When considering the effectiveness of any tool, attention has to be paid not only to the benefits, but also to the costs. And for generative AI, the costs are pretty significant. Not just in the form of the astronomical monetary and environmental cost, which in itself ought to be deal breakers as far as I’m concerned. But also in the form of real harms that the technology visits on both a personal and a societal level.

And no, I’m not talking about the “generative AI will become sentient and destroy us all” nonsense. I’m talking about real harms being done today; things like chatbots destroying relationships, or images and video becoming unreliable sources of information. Of harms to workers when they are “replaced” by AI, only to be hired back as precarious or temp workers when it turned out they were not, in fact, indispensable after all (which is what happened in that example I linked above). Of the hidden human cost of training the models. Of the security nightmares attaching AI to everything brings with it, and the bogus “security” reports that open source projects are being subjected to. And of the harm of even further concentration of technological power in the hands of a few giant corporations who own the models everyone is adding dependencies on.

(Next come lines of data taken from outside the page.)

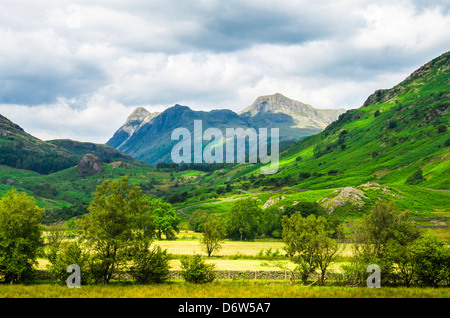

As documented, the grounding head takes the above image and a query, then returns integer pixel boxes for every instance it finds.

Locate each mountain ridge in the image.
[106,93,344,164]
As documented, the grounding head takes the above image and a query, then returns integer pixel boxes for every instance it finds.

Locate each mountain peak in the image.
[125,107,151,124]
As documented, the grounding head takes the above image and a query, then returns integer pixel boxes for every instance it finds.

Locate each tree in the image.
[355,201,420,284]
[130,245,170,284]
[200,217,225,257]
[80,177,155,284]
[282,212,338,284]
[284,201,327,218]
[260,205,283,238]
[189,209,211,232]
[0,190,44,284]
[363,201,420,258]
[49,241,90,285]
[315,231,341,286]
[66,219,77,238]
[149,199,180,240]
[406,168,425,185]
[226,198,261,241]
[181,254,215,284]
[438,124,447,134]
[413,233,450,287]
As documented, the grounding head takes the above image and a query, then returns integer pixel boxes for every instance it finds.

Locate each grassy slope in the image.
[171,53,450,220]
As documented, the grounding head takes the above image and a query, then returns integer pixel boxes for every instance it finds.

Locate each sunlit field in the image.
[0,281,450,298]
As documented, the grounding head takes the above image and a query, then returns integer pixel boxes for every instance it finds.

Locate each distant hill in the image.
[47,139,148,166]
[0,115,146,174]
[106,94,345,165]
[239,93,345,140]
[274,52,450,190]
[0,115,77,174]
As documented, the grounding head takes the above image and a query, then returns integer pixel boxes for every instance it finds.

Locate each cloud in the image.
[0,0,450,142]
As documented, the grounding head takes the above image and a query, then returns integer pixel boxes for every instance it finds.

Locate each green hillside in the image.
[0,53,450,235]
[167,52,450,222]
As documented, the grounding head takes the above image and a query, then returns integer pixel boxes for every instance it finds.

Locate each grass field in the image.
[0,281,450,298]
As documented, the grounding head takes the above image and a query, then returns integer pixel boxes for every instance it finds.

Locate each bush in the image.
[49,242,90,285]
[413,235,450,286]
[438,124,447,133]
[0,190,44,284]
[388,120,397,129]
[130,246,170,284]
[181,254,216,284]
[444,138,450,147]
[328,170,339,176]
[406,168,425,185]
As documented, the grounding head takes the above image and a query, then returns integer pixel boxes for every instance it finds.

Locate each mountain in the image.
[268,52,450,190]
[106,94,344,164]
[0,115,146,174]
[239,93,345,140]
[0,115,77,174]
[106,104,248,164]
[47,139,148,166]
[107,107,160,149]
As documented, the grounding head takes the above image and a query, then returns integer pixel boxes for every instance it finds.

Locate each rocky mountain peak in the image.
[125,107,151,125]
[78,153,104,177]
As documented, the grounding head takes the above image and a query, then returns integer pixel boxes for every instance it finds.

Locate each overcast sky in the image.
[0,0,450,143]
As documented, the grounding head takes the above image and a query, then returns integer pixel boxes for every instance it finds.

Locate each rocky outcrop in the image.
[78,153,104,177]
[318,187,368,213]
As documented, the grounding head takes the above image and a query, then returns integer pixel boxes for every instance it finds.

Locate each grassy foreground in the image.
[0,282,450,298]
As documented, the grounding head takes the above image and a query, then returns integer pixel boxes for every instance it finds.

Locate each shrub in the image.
[406,168,425,185]
[299,172,311,179]
[413,235,450,286]
[0,190,44,284]
[444,138,450,147]
[181,254,215,284]
[49,241,90,285]
[438,124,447,133]
[328,170,339,176]
[130,245,170,284]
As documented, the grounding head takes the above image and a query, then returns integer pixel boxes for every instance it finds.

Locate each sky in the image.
[0,0,450,143]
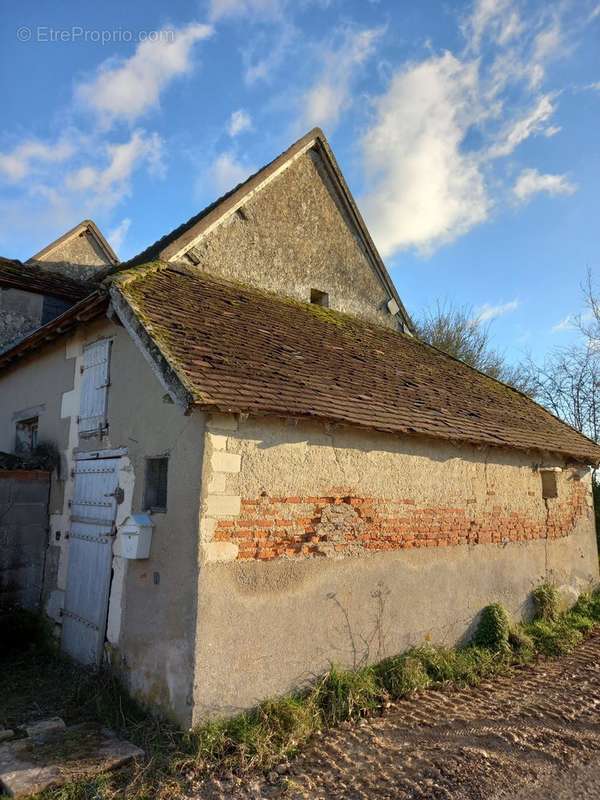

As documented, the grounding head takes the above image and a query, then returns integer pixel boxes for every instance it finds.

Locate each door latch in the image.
[104,486,125,506]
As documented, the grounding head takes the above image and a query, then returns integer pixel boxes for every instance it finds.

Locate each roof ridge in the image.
[110,264,600,463]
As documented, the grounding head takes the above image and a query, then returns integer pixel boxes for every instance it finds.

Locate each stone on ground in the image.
[0,720,144,798]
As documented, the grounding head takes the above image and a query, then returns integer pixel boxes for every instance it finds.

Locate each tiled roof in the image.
[0,256,94,303]
[111,263,600,463]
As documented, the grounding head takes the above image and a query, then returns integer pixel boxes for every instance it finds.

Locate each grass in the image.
[7,585,600,800]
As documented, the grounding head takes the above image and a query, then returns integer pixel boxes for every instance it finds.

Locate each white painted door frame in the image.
[62,450,122,666]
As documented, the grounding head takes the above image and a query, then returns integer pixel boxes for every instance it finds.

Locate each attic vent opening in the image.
[540,469,558,500]
[310,289,329,308]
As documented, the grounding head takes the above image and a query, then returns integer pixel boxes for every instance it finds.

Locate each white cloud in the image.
[106,217,131,253]
[489,94,560,158]
[552,314,575,333]
[0,139,74,183]
[463,0,523,51]
[475,299,520,322]
[543,125,562,139]
[65,130,163,208]
[513,169,577,202]
[209,153,254,194]
[208,0,282,22]
[301,28,382,129]
[533,21,563,62]
[227,108,252,138]
[76,23,212,125]
[362,53,491,255]
[361,0,575,256]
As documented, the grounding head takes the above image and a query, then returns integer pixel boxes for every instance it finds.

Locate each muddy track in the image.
[202,632,600,800]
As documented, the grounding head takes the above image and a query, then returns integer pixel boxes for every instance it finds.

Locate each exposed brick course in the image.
[214,482,587,560]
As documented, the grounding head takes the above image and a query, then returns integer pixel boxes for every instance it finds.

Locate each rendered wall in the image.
[178,151,397,327]
[194,417,598,721]
[0,319,204,723]
[0,288,44,351]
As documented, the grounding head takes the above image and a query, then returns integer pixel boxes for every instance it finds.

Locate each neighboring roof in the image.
[27,219,119,265]
[110,262,600,463]
[0,256,93,303]
[0,290,108,369]
[117,128,412,328]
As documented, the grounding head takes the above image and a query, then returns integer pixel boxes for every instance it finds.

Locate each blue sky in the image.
[0,0,600,360]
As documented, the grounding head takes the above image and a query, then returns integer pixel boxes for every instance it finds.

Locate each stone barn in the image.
[0,130,600,725]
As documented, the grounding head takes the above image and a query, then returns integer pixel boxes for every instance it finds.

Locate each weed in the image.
[531,583,560,622]
[525,618,583,656]
[571,592,600,622]
[17,587,600,800]
[314,666,381,725]
[473,603,510,653]
[508,625,535,664]
[375,652,431,700]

On the individual level, there’s even some evidence to suggest that outsourcing our thinking to AI models leads to loss of competence over time, as we forget how to think for ourselves. An effect that persists when going back to manual work after having used an AI for a related task. Other have noticed similar things, some even going so far so to compare generative AI to digital cocaine.

Finding a balance

Given those pretty monumental harms, and the kinda “meh” benefits to be gotten from this technology, I don’t think it’s even a difficult choice. I got into this field, and free software in particular, to create technology that is under the control of users, not technology that is used to control them. Even though there’s been an effort to create an open source AI definition (which is in itself controversial), the current crop of LLMs all seem to be based on proprietary models and systems that lock people in, while disproportionally harming people who are already on the receiving end of many of the world’s ills.

Sure, if LLMs were completely free to operate and create, didn’t concentrate power in the hands of a few corporations, and didn’t lead to torrents of misinformation and reduced our cognitive ability, they would be… kinda neat toys? But while we’re wishing for things that don’t exist, can I have a unicorn too, please?

I guess that once the dust settles, we’ll see which uses of the technology actually turn out to be useful enough to stick around once they are no longer subsidised by vast buckets of venture capital. And I look forward to the time when we can once again get back to asking “what is the best tool for this job”, and not the backwards “how can we solve this problem with AI” that seems to be the current modus operandi of the tech world.

In the meantime, I just hope that we won’t have boiled the planet, or drowned our society in misinformation and deepfakes before the bubble pops.